To date, the county budget has not yet reached certification, meaning the revenue projected in January for the fiscal year ending later this month — $3.95 million — has not yet been realized by the county through real estate and sales tax collections, fees and other sources. County Auditor Mary Byer-Hill said Friday she expects that certification to be met by year’s end.
At a recent meeting of the Ohio County Commissioners Association, Meigs commissioners heard distressing financial news from county leaders across the Buckeye State. Some counties are facing budget cuts of nearly half, putting county workers out of work and forcing county departments to work barebones operations. Counties experiencing difficulties financially range in size, population and location, but some counties in southeastern Ohio are facing major budgetary crises.
Mick Davenport, president of the board, is serving his eleventh year in office. He said commissioners have cut budgets twice in those years, two years in a row, at five and 15 percent. Since those days in the early 2000’s, commissioners have been able to continue appropriations at present levels.

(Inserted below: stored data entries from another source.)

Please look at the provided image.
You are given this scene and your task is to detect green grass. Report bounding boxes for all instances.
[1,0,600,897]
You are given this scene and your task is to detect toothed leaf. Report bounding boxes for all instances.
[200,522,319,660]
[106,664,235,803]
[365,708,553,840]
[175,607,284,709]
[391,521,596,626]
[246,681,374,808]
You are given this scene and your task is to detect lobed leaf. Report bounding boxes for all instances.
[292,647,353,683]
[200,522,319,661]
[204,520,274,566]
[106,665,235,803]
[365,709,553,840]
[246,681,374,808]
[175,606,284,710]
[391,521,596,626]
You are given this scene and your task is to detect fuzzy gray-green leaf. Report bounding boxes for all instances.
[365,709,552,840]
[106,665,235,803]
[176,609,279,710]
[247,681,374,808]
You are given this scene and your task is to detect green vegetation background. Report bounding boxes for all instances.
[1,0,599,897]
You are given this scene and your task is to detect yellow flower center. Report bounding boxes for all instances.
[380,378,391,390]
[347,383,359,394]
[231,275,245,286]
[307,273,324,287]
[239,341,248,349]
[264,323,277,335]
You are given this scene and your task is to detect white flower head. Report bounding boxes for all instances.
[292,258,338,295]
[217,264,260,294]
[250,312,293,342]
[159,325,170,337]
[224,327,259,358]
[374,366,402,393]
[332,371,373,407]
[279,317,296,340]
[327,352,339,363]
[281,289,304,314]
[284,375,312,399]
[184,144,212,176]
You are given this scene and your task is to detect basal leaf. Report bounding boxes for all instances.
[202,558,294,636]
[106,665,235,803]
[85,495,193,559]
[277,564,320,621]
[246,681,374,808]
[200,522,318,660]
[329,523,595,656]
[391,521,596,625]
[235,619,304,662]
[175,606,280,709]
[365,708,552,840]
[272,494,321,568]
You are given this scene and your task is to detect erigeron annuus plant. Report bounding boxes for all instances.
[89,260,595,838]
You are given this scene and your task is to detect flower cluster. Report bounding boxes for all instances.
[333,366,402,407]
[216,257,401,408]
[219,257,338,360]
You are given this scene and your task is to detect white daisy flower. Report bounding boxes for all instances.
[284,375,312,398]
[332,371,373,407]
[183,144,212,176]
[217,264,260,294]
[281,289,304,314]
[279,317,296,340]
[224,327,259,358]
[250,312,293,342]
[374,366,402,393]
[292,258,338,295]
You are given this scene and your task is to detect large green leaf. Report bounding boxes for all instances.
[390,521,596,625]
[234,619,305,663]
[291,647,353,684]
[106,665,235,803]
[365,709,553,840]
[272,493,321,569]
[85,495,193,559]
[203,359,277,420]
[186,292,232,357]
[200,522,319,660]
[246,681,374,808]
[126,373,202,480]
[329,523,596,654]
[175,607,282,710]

As always, commissioners are racing against a clock while planning county finances for the new year. Preparation of next year’s budget must wait until at least next week. Monday is the final day for county departments to submit their bills for payment from 2009 funds. Once those bills and the final payroll of Dec. 23 are paid, commissioners will have a general idea of how much money will be available — at least on paper — to carry in to 2010.
Commissioners cite unexpected costs as the primary cause of this year’s tight year-end balance. Two murder cases cost several departments a lot of money. Autopsy costs have been far more than commissioners anticipated early this year. The costs of expert witnesses and other expenses have affected the county’s bottom line.